Namibia, where seals are listed among the most important commercial marine species, has set an annual hunt quota of 80,000 Cape fur seal pups and 6,000 bulls.
As of today, some 80,000 Cape fur seal pups will be beaten to death after being violently separated from their mothers and herded for cruel slaughter. Pups, still nursing, will be hit in the skull and throughout the body. Then, whether they are still alive or dead, they will be stabbed in the neck and slashed open with knives in the middle of the screams of their mothers.
An additional 6,000 Cape fur seal bulls are killed for their genitalia (thought to be an aphrodisiac in some cultures.) Most of this is exported ultimately to Asia.
The massacre of Cape fur seals is brutal for a number of reasons, including the method of killing and the effect it has on the entire colony.
Once the men have a group of seals under their control, they let the group try to escape to the sea while clubbing them. They aim for the seals’ heads and try to stun them. In this panicked scene, with pups crying and terrified, trying to escape, clubbers often miss the seal pup’s head or hit the head with inadequate force to stun the pup. The clubbers, therefore, hit the pups repeatedly as they try to stun them. After they stun them, they stab the pups in the heart, still in front of the other pups and near the rest of the colony. Sometimes the pups have not been completely stunned or they regain consciousness as they are being stabbed (source: harpseals.org)
The hunting season runs 139 days, from July through November, giving the animals little respite. Sealers target larger pups and allow the smaller, thinner ones—those with poorer chances of survival—to get away.
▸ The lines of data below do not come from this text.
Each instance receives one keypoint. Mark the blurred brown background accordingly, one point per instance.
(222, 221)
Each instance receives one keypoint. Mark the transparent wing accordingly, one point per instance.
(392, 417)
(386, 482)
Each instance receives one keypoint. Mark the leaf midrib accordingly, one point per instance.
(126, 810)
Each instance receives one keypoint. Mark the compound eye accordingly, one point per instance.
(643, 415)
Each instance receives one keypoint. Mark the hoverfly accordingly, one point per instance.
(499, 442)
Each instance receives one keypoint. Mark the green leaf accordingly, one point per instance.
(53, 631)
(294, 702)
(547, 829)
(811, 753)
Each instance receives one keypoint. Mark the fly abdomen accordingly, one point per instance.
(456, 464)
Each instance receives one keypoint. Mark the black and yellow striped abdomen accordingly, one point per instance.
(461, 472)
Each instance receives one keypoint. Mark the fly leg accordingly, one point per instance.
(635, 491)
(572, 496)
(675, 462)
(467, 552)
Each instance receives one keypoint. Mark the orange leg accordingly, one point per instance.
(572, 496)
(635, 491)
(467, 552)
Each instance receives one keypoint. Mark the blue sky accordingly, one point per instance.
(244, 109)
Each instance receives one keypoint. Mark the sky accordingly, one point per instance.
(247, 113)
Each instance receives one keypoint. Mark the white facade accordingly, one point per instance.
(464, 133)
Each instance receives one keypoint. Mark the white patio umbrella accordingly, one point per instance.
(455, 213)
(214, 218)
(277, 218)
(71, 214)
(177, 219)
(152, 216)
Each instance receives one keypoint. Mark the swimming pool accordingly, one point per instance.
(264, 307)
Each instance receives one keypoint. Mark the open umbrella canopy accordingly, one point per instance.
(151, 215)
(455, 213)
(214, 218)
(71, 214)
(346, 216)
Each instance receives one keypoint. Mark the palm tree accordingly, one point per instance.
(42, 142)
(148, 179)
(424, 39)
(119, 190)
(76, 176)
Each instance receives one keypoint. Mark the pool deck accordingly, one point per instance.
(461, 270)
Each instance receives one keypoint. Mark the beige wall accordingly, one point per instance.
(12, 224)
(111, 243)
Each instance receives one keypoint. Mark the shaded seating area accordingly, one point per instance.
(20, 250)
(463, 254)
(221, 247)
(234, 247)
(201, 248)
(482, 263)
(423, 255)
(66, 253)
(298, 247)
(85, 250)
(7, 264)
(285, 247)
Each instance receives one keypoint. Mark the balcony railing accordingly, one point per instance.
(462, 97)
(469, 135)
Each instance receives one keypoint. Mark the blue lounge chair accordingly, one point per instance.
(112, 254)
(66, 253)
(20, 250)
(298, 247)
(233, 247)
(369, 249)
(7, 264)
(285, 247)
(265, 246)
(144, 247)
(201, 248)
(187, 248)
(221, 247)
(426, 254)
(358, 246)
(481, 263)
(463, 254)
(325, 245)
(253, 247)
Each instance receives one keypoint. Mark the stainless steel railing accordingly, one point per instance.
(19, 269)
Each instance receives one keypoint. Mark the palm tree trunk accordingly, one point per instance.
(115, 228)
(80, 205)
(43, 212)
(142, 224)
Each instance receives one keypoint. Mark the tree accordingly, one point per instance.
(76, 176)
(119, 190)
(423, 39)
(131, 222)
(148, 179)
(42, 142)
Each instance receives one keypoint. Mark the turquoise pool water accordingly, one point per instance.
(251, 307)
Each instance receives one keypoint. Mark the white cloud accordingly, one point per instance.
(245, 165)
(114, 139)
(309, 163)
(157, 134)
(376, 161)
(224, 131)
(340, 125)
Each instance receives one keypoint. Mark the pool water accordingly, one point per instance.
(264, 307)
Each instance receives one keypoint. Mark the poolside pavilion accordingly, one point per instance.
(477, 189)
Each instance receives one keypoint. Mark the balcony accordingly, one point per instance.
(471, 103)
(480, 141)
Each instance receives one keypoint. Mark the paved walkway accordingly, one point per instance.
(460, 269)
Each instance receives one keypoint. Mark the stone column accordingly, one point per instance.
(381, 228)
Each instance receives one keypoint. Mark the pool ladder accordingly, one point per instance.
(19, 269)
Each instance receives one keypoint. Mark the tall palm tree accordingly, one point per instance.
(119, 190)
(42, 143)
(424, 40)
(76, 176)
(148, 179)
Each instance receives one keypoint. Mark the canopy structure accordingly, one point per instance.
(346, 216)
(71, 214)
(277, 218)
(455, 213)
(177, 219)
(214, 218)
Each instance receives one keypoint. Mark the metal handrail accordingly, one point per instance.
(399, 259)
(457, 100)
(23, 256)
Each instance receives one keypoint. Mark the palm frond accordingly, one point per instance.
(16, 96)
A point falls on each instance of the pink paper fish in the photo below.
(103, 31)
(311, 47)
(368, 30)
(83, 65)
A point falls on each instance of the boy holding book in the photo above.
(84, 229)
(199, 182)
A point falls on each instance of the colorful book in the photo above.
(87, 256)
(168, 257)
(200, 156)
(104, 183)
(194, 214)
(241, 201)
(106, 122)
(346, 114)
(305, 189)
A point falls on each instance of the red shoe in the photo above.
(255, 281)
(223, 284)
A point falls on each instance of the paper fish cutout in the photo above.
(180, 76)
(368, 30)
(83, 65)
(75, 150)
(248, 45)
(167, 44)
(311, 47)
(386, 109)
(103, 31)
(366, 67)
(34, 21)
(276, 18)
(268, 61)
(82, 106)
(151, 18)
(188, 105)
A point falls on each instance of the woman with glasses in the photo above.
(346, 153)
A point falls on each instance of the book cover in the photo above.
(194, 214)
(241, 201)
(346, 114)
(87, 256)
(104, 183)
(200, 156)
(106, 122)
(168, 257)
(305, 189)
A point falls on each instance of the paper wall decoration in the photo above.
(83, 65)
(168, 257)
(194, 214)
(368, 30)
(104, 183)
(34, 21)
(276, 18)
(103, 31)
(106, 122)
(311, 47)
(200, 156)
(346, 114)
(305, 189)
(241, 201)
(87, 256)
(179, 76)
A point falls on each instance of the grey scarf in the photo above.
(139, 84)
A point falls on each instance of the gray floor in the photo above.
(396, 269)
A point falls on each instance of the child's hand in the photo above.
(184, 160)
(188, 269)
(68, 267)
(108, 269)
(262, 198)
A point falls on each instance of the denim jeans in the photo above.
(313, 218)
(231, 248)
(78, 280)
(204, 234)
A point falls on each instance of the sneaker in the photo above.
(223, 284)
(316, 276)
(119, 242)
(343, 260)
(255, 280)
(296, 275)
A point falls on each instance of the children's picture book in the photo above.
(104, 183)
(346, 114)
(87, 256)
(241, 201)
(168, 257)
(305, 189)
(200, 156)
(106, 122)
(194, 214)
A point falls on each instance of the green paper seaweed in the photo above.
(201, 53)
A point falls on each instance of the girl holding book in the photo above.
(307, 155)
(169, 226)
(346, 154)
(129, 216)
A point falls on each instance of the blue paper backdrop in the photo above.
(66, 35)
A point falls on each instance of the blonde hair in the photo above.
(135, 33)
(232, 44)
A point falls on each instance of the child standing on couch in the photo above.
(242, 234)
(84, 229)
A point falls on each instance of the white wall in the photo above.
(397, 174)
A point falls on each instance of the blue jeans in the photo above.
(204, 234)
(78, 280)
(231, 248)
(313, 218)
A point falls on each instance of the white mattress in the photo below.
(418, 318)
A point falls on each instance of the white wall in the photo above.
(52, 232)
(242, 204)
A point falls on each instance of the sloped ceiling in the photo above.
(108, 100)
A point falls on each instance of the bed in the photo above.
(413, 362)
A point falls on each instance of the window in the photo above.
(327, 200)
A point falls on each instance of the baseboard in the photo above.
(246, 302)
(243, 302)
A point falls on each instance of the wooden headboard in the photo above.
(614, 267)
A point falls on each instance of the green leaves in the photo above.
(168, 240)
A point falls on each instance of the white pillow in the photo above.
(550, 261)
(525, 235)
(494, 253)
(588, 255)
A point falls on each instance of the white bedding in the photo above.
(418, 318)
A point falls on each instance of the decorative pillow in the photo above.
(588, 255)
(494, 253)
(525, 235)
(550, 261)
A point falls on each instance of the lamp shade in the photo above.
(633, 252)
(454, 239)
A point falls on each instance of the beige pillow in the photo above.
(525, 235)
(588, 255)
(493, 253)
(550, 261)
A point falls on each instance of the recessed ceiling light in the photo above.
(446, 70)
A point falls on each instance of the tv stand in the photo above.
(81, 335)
This can weaken the long-term genetic vigor of the populations.
The pups are killed mainly for their fur, but also for their blubber, which, like harp seal blubber, is sold as a ‘health food supplement’. The bones will be used in jewelry and skins to make boots and other luxury items.
Hatem Yavuz, a Turkish-Australian fur dealer, is one of the main license holders.
Hatem Yavuz, known as the butcher of Namibia, is responsible for the death of these hundreds of thousands of sea lions.
Yavuz resides in Australia and its fur processing plant is located in Turkey. Yavuz controls 60 percent of the fur market in the world.
Since Turkey is not part of the European Union (whose members are prohibited from importing and exporting products derived from seals), skins are shipped from Namibia to Turkey where they are processed and sold to countries such as China and Russia.